La téléexpertise permet à un docteur de solliciter à distance l'avis d'un ou de plusieurs confrères par l'intermédiaire des technologies de l'information et de la communication. C'est d'abord un acte médical et une action asynchrone (patient et médecin ne se parlent pas). Cela concerne deux médecins pendant ou à distance de la consultation initiale.

La télésurveillance permet à un docteur d'interpréter à distance des données recueillies sur le lieu de vie du patient.

La téléassistance médicale a pour objet de permettre à un docteur d'assister à distance un autre professionnel de santé au cours de la réalisation d'un acte.

La régulation médicale est la réponse médicale apportée dans le cadre de l'activité des SAMU - centres 15.

Encadré 2 : Les quatre dimensions de l'accessibilité aux soins

Dans le langage courant, on dit qu'un objet ou un lieu sont accessibles quand il est facile ou possible d'arriver à ceux-ci. On peut définir l'accessibilité aux soins comme le degré d'ajustement entre les caractéristiques des ressources de soins et celles de la population dans le processus de recherche et d'obtention des soins. Elle est représentée comme une fonction entre les obstacles (indicateurs de résistance) et les capacités de la population à surmonter de tels obstacles (utilisation potentielle). Ces obstacles qui caractérisent l'accessibilité aux soins sont au nombre de quatre : physiques, financiers, organisationnels et informationnels.

L'obstacle physique concerne la facilité d'accès physique et géographique à l'offre de soins, généralement appréhendé en termes de distance à parcourir pour se rendre à l'équipement sanitaire. Cette distance est elle-même mesurée soit en kilomètres ou en temps (la distance physique qui dépend du relief, des axes et des moyens de communication), soit en monnaie (la distance économique qui correspond à la perte de revenus et/ou de production), soit en social (la distance sociale dont les facteurs sont le niveau d'éducation, la mobilité des personnes par exemple).

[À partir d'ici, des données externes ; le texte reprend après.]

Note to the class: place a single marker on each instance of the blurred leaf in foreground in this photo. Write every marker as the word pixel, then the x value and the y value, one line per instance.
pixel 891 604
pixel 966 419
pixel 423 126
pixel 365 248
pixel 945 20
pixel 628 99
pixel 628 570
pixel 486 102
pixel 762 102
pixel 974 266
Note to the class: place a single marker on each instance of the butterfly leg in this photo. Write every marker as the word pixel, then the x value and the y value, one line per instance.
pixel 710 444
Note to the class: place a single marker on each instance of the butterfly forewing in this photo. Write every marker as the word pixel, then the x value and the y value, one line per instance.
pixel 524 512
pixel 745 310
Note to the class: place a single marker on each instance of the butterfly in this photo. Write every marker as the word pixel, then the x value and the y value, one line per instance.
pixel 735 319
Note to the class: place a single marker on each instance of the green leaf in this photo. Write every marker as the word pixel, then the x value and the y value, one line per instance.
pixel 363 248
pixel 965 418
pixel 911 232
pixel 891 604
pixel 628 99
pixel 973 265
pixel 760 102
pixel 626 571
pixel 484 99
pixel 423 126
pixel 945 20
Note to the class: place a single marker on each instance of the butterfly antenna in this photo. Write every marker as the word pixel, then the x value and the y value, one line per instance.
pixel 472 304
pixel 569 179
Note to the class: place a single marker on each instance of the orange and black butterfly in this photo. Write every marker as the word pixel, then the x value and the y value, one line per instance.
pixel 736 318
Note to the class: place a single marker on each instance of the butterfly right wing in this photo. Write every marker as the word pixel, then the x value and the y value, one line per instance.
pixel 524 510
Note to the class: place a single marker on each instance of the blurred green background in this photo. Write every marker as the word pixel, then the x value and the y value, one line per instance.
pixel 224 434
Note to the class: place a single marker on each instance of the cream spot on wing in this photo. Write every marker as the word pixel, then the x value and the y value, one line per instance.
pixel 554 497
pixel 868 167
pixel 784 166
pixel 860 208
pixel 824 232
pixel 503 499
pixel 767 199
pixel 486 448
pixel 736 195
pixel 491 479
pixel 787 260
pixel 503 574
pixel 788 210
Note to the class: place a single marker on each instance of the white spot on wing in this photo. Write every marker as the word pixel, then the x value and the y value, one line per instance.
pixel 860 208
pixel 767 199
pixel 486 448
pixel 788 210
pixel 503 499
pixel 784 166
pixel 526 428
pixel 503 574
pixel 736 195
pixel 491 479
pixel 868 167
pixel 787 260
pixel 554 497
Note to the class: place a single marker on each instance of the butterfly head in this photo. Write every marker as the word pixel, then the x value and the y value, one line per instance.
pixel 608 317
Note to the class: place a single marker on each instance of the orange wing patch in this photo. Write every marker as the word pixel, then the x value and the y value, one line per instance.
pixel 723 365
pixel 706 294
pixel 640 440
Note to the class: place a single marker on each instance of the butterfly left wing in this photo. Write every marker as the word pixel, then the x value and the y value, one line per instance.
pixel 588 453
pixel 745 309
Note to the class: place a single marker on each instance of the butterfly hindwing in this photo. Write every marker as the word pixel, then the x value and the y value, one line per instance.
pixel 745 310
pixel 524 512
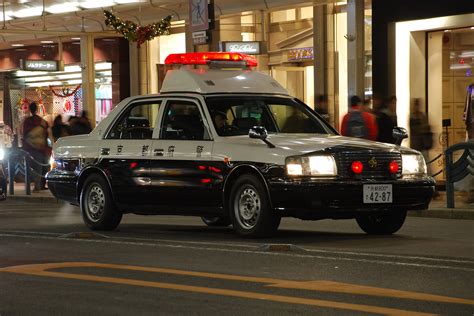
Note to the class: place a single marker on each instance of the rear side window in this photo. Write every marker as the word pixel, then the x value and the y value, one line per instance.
pixel 183 121
pixel 137 122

Plus la distance à parcourir est élevée, moins l'accessibilité est garantie, en n'oubliant pas toutefois de distinguer la disponibilité de l'offre de l'accès effectif et efficace.

L'obstacle financier se traduit par la barrière financière dans l'accès aux soins dont la consommation représente un coût direct et indirect pour le malade. Dans un système de soins à financement socialisé comme l'est le système français où le coût de la santé est relativement réduit, restent cependant à la charge du malade le ticket modérateur qui peut s'avérer un frein dans l'accès aux soins pour les personnes aux revenus modestes, tout comme l'avance de frais. Par ailleurs, une hospitalisation entraîne de nombreux coûts indirects comme la perte de revenus du travail, la garde des enfants, les aides à domicile.

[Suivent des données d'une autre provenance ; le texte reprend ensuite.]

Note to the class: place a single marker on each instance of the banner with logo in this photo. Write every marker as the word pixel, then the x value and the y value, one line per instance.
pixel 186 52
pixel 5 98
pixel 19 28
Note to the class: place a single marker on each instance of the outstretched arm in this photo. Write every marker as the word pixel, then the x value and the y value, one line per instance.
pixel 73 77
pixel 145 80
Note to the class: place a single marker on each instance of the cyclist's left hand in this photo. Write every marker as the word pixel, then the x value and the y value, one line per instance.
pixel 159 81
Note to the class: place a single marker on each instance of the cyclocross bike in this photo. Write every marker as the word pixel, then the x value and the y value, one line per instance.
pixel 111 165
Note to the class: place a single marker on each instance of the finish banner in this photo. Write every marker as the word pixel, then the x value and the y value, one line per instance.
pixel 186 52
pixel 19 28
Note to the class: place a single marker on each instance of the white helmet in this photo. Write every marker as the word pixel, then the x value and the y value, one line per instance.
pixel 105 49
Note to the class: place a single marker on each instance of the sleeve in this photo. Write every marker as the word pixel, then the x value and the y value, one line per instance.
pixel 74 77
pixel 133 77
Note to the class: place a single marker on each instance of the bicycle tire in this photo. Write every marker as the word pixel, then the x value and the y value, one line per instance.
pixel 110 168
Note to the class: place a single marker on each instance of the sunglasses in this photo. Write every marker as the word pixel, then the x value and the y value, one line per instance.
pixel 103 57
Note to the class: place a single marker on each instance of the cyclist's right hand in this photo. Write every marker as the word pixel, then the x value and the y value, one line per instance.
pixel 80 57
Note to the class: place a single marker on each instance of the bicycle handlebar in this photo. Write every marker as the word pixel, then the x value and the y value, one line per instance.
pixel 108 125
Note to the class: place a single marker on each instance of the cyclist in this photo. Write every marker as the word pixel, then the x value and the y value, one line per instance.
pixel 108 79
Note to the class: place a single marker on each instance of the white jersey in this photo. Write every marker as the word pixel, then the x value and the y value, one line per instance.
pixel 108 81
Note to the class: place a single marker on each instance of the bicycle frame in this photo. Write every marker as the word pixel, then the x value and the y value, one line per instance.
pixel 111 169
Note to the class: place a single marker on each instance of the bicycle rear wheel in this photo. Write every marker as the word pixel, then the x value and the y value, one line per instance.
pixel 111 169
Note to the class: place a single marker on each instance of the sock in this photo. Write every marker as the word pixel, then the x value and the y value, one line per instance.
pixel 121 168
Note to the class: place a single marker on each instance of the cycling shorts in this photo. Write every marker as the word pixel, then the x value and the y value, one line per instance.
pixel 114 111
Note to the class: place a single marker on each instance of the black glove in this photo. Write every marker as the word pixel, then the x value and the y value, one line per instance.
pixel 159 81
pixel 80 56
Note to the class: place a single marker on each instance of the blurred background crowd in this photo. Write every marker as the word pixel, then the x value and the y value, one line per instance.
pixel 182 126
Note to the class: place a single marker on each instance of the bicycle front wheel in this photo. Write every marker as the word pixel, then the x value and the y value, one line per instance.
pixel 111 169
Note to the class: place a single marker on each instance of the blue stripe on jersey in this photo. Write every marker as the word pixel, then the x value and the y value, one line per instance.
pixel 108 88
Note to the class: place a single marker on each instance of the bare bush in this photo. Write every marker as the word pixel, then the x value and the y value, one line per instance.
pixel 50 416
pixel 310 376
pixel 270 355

L'obstacle organisationnel caractérise une offre de soins encombrée (les services d'urgences ou de gériatrie par exemple) dont la cause identifiée correspond à un manque d'articulation entre les professionnels de santé. Il se traduit par la constitution de files d'attente de malades, le transfert des personnes, l'allongement des délais de prise de rendez-vous, qui peuvent se traduire in fine par un renoncement aux soins. Il se traduit également par une inadaptation de la prise en charge par rapport à l'état de santé du malade.

L'obstacle informationnel réside dans le manque de lisibilité du système de soins et le manque d'information de l'usager. Ce niveau d'information dépend de la relative opacité du fonctionnement de l'offre de soins, mais aussi de l'éducation à la santé que le malade a reçue. Selon le niveau d'éducation, le niveau culturel, l'appartenance à un groupe, l'usager n'adoptera pas la même attitude quant au recours et au mode de recours aux soins. Certaines personnes refuseront de se faire soigner en invoquant des croyances ou des arguments religieux par exemple.

Au-delà de ces quatre dimensions, il convient de distinguer l'accessibilité absolue de l'accessibilité relative, dans le sens où le recours aux soins dépend de la décision initiale du malade de recourir aux soins, puis de la décision du médecin généraliste de prescrire une hospitalisation, et enfin la décision du malade de suivre la recommandation de son médecin prescripteur.